Adding to the buzz has been an e-mail message sent to department chairs by someone in the administration (the provost denies knowing anything about it, and an article Wednesday in the Laredo Morning Times attributed it to deans) in which the chairs were reminded to tell faculty members that any F grades for plagiarism should be reviewed by the honors council and that professors need to always think about students' due process rights before seeking to punish them.

Several faculty members, speaking privately because they didn't want to anger administrators, said that they were taken aback by the way the university appeared to be viewing plagiarism as an issue requiring more due process for students, not more support for professors. For the university to follow the dismissal of an adjunct with this reminder, they said, left them feeling that they couldn't bring plagiarism charges. Further, many said that they believed it was a professor's right to award an F to a plagiarizer and that this should not require an honors council review.
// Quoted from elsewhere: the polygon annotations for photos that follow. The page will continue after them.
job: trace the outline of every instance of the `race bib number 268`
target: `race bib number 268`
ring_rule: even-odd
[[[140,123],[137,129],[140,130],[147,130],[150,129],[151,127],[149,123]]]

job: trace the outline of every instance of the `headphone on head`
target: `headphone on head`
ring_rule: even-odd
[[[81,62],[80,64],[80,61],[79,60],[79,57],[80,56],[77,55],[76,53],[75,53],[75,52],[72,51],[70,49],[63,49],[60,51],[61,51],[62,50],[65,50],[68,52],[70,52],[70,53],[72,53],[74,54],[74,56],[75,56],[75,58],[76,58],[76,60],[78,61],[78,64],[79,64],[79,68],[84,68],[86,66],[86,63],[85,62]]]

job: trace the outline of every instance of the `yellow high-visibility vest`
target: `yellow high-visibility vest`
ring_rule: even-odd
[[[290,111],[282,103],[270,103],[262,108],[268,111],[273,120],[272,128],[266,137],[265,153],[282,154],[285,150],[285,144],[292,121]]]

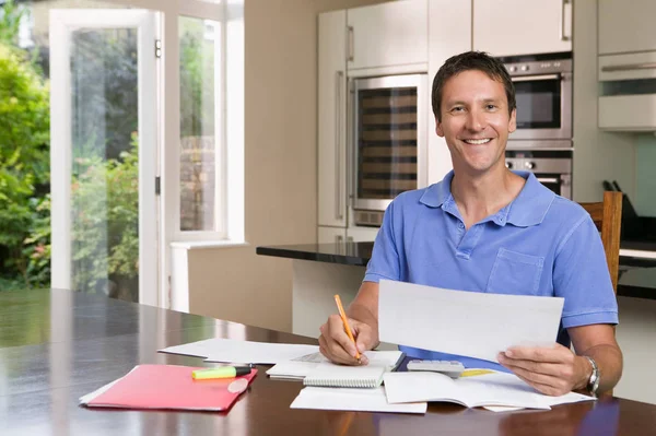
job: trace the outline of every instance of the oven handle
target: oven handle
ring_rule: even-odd
[[[529,82],[531,80],[553,80],[560,79],[560,74],[540,74],[540,75],[519,75],[511,78],[513,82]]]
[[[601,67],[601,71],[613,72],[613,71],[631,71],[631,70],[652,70],[655,68],[656,68],[656,62],[626,63],[626,64],[621,64],[621,66]]]
[[[560,179],[555,177],[536,177],[540,184],[560,184]]]

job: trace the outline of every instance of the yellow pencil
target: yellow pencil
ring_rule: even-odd
[[[353,345],[355,345],[355,358],[360,362],[360,351],[358,351],[358,345],[355,344],[355,338],[353,338],[353,333],[351,332],[351,327],[349,327],[349,321],[347,320],[347,313],[344,311],[343,306],[341,305],[341,298],[338,294],[335,294],[335,303],[337,303],[337,309],[339,310],[339,316],[342,318],[342,322],[344,323],[344,331],[353,341]]]

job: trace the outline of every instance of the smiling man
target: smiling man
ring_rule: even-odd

Several e-mail messages are circulating among faculty members, expressing concern that their right to assure academic integrity is being undercut. Despite how widespread a problem plagiarism is among students, these e-mail messages say, the university is looking the other way and sending a public message to students that they are the victims when a professor takes plagiarism seriously.

Young said that the plagiarism in his course was easy to detect. He said that the essays he found to be copied didn't read like student writing and seemed to be an odd combination of sources. He said he just put some of the essays into Google to find the sources, on Wikipedia, in the archives of term paper companies, and so forth.
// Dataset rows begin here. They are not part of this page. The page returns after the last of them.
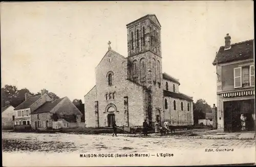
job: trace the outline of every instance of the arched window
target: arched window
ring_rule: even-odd
[[[111,86],[112,85],[112,74],[109,74],[108,77],[109,77],[109,85]]]
[[[168,109],[168,103],[167,102],[167,99],[164,99],[164,108],[165,109]]]
[[[151,46],[152,46],[153,45],[153,35],[152,35],[152,28],[151,27],[150,28],[150,39],[151,39],[151,42],[150,42],[150,45]]]
[[[144,28],[144,27],[143,27],[143,46],[145,46],[145,28]]]
[[[176,110],[176,102],[175,101],[174,101],[174,110]]]
[[[146,64],[144,64],[145,59],[141,58],[140,61],[140,82],[143,83],[146,81]]]
[[[159,75],[159,82],[161,82],[161,70],[160,70],[160,61],[159,60],[157,60],[157,70],[158,70],[158,74],[157,75]]]
[[[137,47],[139,49],[139,30],[137,30]]]
[[[153,76],[153,81],[156,81],[156,60],[153,58],[153,67],[152,67],[152,74]]]
[[[132,32],[132,40],[131,40],[131,44],[132,45],[132,50],[133,50],[133,32]]]

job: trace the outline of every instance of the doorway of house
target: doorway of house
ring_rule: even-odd
[[[111,113],[108,114],[108,126],[112,127],[115,122],[115,114]]]
[[[161,125],[161,116],[160,116],[160,111],[159,109],[157,109],[156,111],[156,121],[158,121],[159,125]]]
[[[224,131],[230,132],[254,131],[254,105],[253,100],[224,102]]]

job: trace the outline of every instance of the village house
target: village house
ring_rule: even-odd
[[[5,106],[2,108],[2,127],[3,129],[13,129],[14,126],[14,107],[10,102],[5,103]]]
[[[30,125],[33,129],[39,130],[81,126],[82,113],[67,97],[58,99],[55,97],[50,98],[48,91],[44,89],[40,95],[28,97],[26,94],[25,99],[25,101],[15,109],[15,125]],[[70,123],[70,126],[59,125],[59,119]],[[58,122],[56,124],[58,125],[54,124],[55,122]]]
[[[193,98],[178,79],[162,73],[161,25],[154,14],[126,25],[128,56],[109,50],[95,69],[96,85],[84,96],[87,127],[151,126],[165,120],[193,125]]]
[[[217,75],[214,126],[222,131],[255,130],[254,39],[231,44],[227,34],[213,65]]]

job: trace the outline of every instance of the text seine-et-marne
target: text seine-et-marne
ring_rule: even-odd
[[[173,156],[173,154],[169,153],[160,153],[154,155],[157,157],[170,157]],[[148,154],[80,154],[80,157],[84,158],[103,158],[103,157],[148,157]]]
[[[234,149],[206,149],[205,152],[224,152],[224,151],[233,151]]]

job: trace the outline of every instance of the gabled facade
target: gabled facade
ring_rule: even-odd
[[[65,97],[46,102],[31,115],[32,128],[44,130],[54,128],[54,122],[59,119],[65,120],[67,123],[79,124],[82,113],[69,98]]]
[[[6,102],[5,106],[2,108],[2,129],[13,129],[14,125],[14,107]]]
[[[228,34],[224,38],[225,45],[220,47],[213,62],[217,75],[218,106],[214,126],[224,131],[253,130],[254,39],[231,44]],[[241,121],[241,115],[246,121]]]
[[[41,95],[31,97],[25,94],[25,101],[14,109],[15,125],[31,125],[31,113],[47,102],[51,101],[47,91],[42,90]]]
[[[15,125],[30,125],[33,129],[43,130],[52,128],[54,120],[58,118],[67,122],[81,122],[82,113],[67,97],[55,99],[48,94],[45,89],[41,90],[40,95],[34,97],[26,94],[25,101],[14,109]]]
[[[127,24],[126,28],[128,56],[112,50],[109,42],[109,51],[96,67],[96,85],[84,96],[86,126],[109,127],[116,122],[117,126],[140,126],[144,120],[151,126],[165,120],[171,124],[176,121],[178,125],[193,124],[192,98],[179,93],[179,82],[162,74],[161,25],[156,16],[147,15]],[[166,82],[175,86],[165,93]],[[170,94],[169,90],[173,88],[175,92]],[[166,114],[164,97],[171,101],[174,96],[177,101],[187,99],[184,105],[190,104],[189,112],[182,114],[189,115],[182,121],[176,121],[183,117],[175,118],[170,110]]]

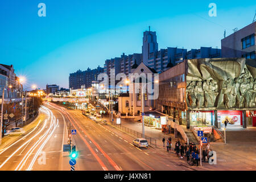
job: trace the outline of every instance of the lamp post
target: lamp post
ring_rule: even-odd
[[[10,88],[12,88],[11,85],[8,86]],[[5,89],[6,88],[6,85],[3,88],[2,95],[2,106],[1,106],[1,121],[0,126],[0,146],[2,144],[2,126],[3,126],[3,102],[5,102]]]

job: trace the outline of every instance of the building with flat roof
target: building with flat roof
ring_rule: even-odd
[[[255,59],[256,22],[234,32],[221,40],[222,57]]]

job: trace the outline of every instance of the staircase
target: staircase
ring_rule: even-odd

"If students don't know that they will be prosecuted, this will not stop," he said. "You need to have a deterrent, and it needs to be public."

Not all faculty members share that view. Some who don't like the way the university is dealing with situation still think Young crossed a line by going public with the names of students. Robert Haynes, an associate professor of English and president of the Faculty Senate, said Young was "not adequately prepared to deal with the challenge of students he perceived as cheating." Haynes acknowledged that Young's dismissal, followed by the memo now in circulation, has left many professors worried. He said that the events are "subject to the interpretation" that the university isn't interested in tough enforcement of rules against plagiarism, but he said he didn't think that was true.
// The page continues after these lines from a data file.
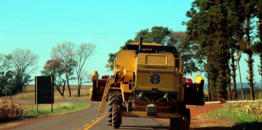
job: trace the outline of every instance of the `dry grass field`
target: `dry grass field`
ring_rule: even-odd
[[[90,88],[92,85],[82,85],[80,90],[80,97],[78,96],[78,91],[76,89],[78,85],[70,85],[71,97],[69,97],[69,92],[68,86],[66,86],[64,97],[61,96],[59,92],[54,88],[54,100],[89,100],[90,93]],[[24,92],[18,94],[12,97],[14,99],[34,99],[34,85],[30,85],[24,88]]]
[[[80,96],[78,96],[78,91],[76,90],[76,85],[70,85],[71,97],[69,97],[69,92],[68,86],[66,86],[64,97],[60,95],[59,92],[54,88],[54,100],[89,100],[90,88],[92,85],[84,85],[81,87]],[[208,94],[207,90],[204,90],[206,95]],[[24,92],[12,96],[14,99],[34,99],[34,85],[30,85],[24,88]]]

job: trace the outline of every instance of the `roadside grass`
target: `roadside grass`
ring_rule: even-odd
[[[58,100],[90,100],[90,88],[92,85],[82,85],[80,90],[80,97],[78,96],[77,85],[70,85],[71,90],[71,97],[69,97],[69,91],[68,86],[66,86],[64,96],[62,96],[54,88],[54,99]],[[62,90],[61,90],[62,91]],[[12,99],[34,99],[34,85],[30,85],[24,88],[24,91],[22,93],[17,94],[12,97]]]
[[[22,115],[20,117],[15,118],[4,118],[1,119],[2,121],[0,123],[0,129],[8,128],[20,124],[20,122],[16,122],[17,121],[24,121],[28,119],[40,118],[46,116],[57,115],[72,113],[79,110],[90,108],[90,105],[84,103],[76,103],[70,102],[57,102],[53,104],[53,112],[52,111],[51,104],[38,104],[38,114],[36,114],[36,105],[34,102],[16,102],[11,100],[10,102],[4,101],[2,103],[13,106],[13,108],[19,108],[22,110]],[[12,104],[12,105],[10,105]],[[5,113],[5,111],[17,112],[14,111],[14,109],[10,107],[6,107],[3,109],[5,111],[0,111],[2,115],[2,113]],[[20,111],[20,112],[21,112]],[[10,118],[10,117],[9,117]]]
[[[46,116],[56,115],[71,113],[78,110],[88,108],[90,105],[84,103],[70,103],[69,101],[88,101],[90,88],[91,85],[82,85],[80,91],[80,96],[78,96],[77,85],[70,85],[71,97],[69,97],[68,86],[66,87],[64,96],[62,96],[58,91],[54,88],[54,99],[55,100],[68,101],[66,102],[54,102],[53,104],[53,113],[52,112],[51,104],[38,104],[38,114],[36,114],[36,105],[34,102],[24,102],[16,99],[35,99],[34,85],[30,85],[24,88],[24,92],[12,96],[0,97],[0,100],[4,101],[8,105],[13,104],[14,106],[22,109],[21,118],[15,119],[7,119],[5,122],[0,124],[0,129],[16,125],[18,122],[14,121],[25,120],[29,119],[44,117]],[[10,100],[11,98],[12,100]],[[6,101],[10,101],[10,102]],[[10,111],[12,111],[10,110]],[[3,111],[4,112],[4,111]]]
[[[24,104],[23,117],[36,116],[36,106],[34,103],[24,102]],[[51,104],[38,105],[37,117],[46,115],[62,114],[89,108],[90,104],[70,102],[58,102],[53,104],[53,112]]]
[[[227,103],[224,108],[202,114],[234,130],[260,130],[262,128],[262,101]]]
"We are interested in combining rigor and compassion. and we don't want to compromise on either," he said.

It's important, Haynes said, that professors not "be subject to second guessing for ordinary decisions," he said, and that includes grades. At the same time, he said, it was important for students to know their appeal rights.

Pablo Arenaz, provost at the university, said he was distressed that some faculty members are concerned about the university's commitment to academic integrity. Asked whether a professor has the right to award an F to someone caught copying, Arenaz said that was "up to interpretation." He said it was important that everyone respect students' due process rights when plagiarism is suspected.

He stressed, however, that the reason Young was dismissed was because he violated students' privacy rights. Asked if university policy states that violating FERPA is grounds for dismissal, Arenaz said he didn't know.

"The university believes in academic integrity and upholds academic integrity," he said.

Arenaz, asked if he thought plagiarism was a major problem at the university, noted that he has only been there for a few months, and said he wasn't sure. "I don't have a feel for it at all. If I put five faculty in a room, I would get different interpretations of what it is."